Don't hesitate to ask Dr. Concannon any questions you may have, especially those regarding your expectations and concerns about the results.
Depending on your age and family history, you may need to have a mammogram (breast x-ray) before surgery. You'll also get specific instructions on how to prepare for surgery, including guidelines on eating and drinking, smoking cessation, and taking or avoiding certain vitamins and medications.
While you're making preparations, be sure to arrange for someone to drive you home after your surgery and to help you out for a few days if needed.
The surgery is usually performed in our fully accredited office surgical suite, using IV sedation and local anesthesia. This is where the vast majority of these are done.
If you desire a general anesthetic, the surgery can be done at the Institute for Outpatient Surgery. This option is usually chosen by those who are combining this with other procedures, such as a tummy tuck, which will require a general anesthetic.
Breast lifts are usually performed by Dr. Concannon under IV sedation with local anesthesia. You are comfortable and drowsy during the operation.
Mastopexy usually takes one to two hours. The most common procedure involves an anchor-shaped incision following the natural contour of the breast. The incision outlines the area from which breast skin will be removed and defines the new location for the nipple. When the excess skin has been removed, the nipple and areola are moved to the higher position. The skin surrounding the areola is then brought down and together to reshape the breast. The stitches that Dr. Concannon uses are placed beneath the skin (hidden) to minimize scarring; the incisions are located around the areola, in a vertical line extending downwards from the nipple area, and along the lower crease of the breast.

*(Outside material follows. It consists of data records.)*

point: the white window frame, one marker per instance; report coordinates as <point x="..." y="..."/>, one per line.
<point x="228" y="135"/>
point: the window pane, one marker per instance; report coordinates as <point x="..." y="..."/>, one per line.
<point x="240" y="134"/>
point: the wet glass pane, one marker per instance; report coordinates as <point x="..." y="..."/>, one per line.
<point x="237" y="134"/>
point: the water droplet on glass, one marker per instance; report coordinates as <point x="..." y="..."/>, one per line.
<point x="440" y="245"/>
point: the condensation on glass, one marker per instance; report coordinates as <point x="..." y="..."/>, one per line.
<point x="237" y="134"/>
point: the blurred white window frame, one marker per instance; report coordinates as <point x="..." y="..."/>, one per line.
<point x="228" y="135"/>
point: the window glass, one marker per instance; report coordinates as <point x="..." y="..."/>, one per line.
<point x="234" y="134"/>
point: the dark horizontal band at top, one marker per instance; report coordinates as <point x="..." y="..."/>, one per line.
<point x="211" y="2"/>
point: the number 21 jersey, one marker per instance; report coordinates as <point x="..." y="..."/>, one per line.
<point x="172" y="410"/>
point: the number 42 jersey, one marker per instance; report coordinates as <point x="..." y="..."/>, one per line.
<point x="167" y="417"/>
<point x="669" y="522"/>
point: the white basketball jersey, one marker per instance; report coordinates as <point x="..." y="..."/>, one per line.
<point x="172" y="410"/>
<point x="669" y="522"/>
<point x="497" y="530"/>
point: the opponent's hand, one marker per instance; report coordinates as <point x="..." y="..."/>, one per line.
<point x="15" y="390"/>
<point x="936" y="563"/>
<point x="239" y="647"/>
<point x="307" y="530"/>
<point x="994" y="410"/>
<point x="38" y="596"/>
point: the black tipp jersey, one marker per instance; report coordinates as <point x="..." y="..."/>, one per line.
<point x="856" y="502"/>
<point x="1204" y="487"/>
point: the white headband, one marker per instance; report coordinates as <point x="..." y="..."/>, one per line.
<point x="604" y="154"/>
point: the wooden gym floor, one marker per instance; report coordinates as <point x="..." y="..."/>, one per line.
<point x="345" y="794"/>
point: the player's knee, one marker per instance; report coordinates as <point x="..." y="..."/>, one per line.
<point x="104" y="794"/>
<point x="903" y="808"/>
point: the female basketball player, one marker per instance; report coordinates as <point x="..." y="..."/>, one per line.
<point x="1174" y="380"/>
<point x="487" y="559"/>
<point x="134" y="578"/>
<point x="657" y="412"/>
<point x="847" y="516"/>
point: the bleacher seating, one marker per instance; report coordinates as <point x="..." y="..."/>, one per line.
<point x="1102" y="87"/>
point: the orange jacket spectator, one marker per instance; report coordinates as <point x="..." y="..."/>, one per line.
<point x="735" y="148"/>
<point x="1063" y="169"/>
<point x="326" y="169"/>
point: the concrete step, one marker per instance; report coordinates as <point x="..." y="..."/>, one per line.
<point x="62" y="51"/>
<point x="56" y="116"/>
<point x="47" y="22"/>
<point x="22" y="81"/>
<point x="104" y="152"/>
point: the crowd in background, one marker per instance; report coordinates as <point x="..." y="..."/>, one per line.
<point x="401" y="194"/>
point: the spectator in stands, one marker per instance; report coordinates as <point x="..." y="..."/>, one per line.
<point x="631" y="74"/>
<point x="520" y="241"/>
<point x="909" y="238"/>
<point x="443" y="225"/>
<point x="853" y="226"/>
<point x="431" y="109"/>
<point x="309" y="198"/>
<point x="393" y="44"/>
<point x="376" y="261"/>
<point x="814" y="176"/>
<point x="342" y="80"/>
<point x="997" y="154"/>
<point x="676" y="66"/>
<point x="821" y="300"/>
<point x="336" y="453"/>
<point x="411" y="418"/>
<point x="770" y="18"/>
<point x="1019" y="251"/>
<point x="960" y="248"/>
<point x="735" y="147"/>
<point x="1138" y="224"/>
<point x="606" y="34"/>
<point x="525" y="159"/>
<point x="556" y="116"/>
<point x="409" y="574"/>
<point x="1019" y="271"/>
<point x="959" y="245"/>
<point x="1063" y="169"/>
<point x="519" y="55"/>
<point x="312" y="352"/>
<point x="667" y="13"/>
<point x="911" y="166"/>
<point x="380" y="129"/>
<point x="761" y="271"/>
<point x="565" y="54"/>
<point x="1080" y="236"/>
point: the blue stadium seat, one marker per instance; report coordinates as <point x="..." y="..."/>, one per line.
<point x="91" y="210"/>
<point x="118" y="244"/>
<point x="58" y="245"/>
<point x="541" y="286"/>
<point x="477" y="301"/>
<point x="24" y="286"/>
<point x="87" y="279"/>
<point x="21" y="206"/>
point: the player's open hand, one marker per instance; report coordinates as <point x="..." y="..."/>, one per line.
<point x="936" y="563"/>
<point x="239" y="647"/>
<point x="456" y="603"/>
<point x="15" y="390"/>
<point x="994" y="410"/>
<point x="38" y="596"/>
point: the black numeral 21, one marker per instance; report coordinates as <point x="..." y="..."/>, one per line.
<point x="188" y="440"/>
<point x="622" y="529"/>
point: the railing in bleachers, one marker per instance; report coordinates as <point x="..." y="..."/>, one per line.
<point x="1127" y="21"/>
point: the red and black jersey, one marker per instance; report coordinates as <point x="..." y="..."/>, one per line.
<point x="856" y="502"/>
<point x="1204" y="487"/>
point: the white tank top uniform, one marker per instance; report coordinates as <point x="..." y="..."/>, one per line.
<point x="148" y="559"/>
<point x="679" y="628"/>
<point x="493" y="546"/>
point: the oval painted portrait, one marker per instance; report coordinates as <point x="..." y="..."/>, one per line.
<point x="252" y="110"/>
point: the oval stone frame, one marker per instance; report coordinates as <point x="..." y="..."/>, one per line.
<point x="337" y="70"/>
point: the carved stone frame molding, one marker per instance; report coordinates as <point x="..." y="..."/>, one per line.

Some patients, especially those with relatively small breasts and minimal sagging, may be candidates for modified procedures requiring less extensive incisions. One such procedure is the "doughnut (or concentric) mastopexy," in which circular incisions are made around the areola, and a doughnut-shaped area of skin is removed.
After surgery, you'll wear a bulky gauze dressings. Your breasts will be bruised, swollen, and uncomfortable for a day or two, but the pain shouldn't be severe. Any discomfort you do feel will be relieved with medication.
The day after surgery, the dressing will be replaced by a soft support bra. You'll need to wear this bra around the clock for three weeks or so. The sutures are dissolvable, so none will need to be removed.
If your breast skin is very dry following surgery, you can apply a moisturizer several times a day. Be careful not to tug at your skin in the process, and keep the moisturizer away from the suture areas.
Getting Back to Normal
Healing is a gradual process. Although you may be up and about in a day or two, you may delay a return to work for a week or more, depending on how you feel. Avoid lifting anything over your head for three to four weeks. If you have any unusual symptoms, don't hesitate to call Dr. Concannon or his staff.
Dr. Concannon will give you detailed instructions for resuming your normal activities. You will be instructed to avoid strenuous activity or sports for several weeks. After that, you can resume these activities slowly. If you become pregnant, the operation should not affect your ability to breast-feed, since your milk ducts and nipples will be left intact.
Dr. Concannon will make every effort to make your scars as inconspicuous as possible. Still, it's important to remember that mastopexy scars are permanent. They often remain lumpy and red for months, then gradually become less obvious, sometimes eventually fading to thin white lines. Fortunately, the scars can usually be placed so that you can wear even low-cut tops.
Your satisfaction with a breast lift is likely to be greater if you understand the procedure thoroughly and if your expectations are realistic.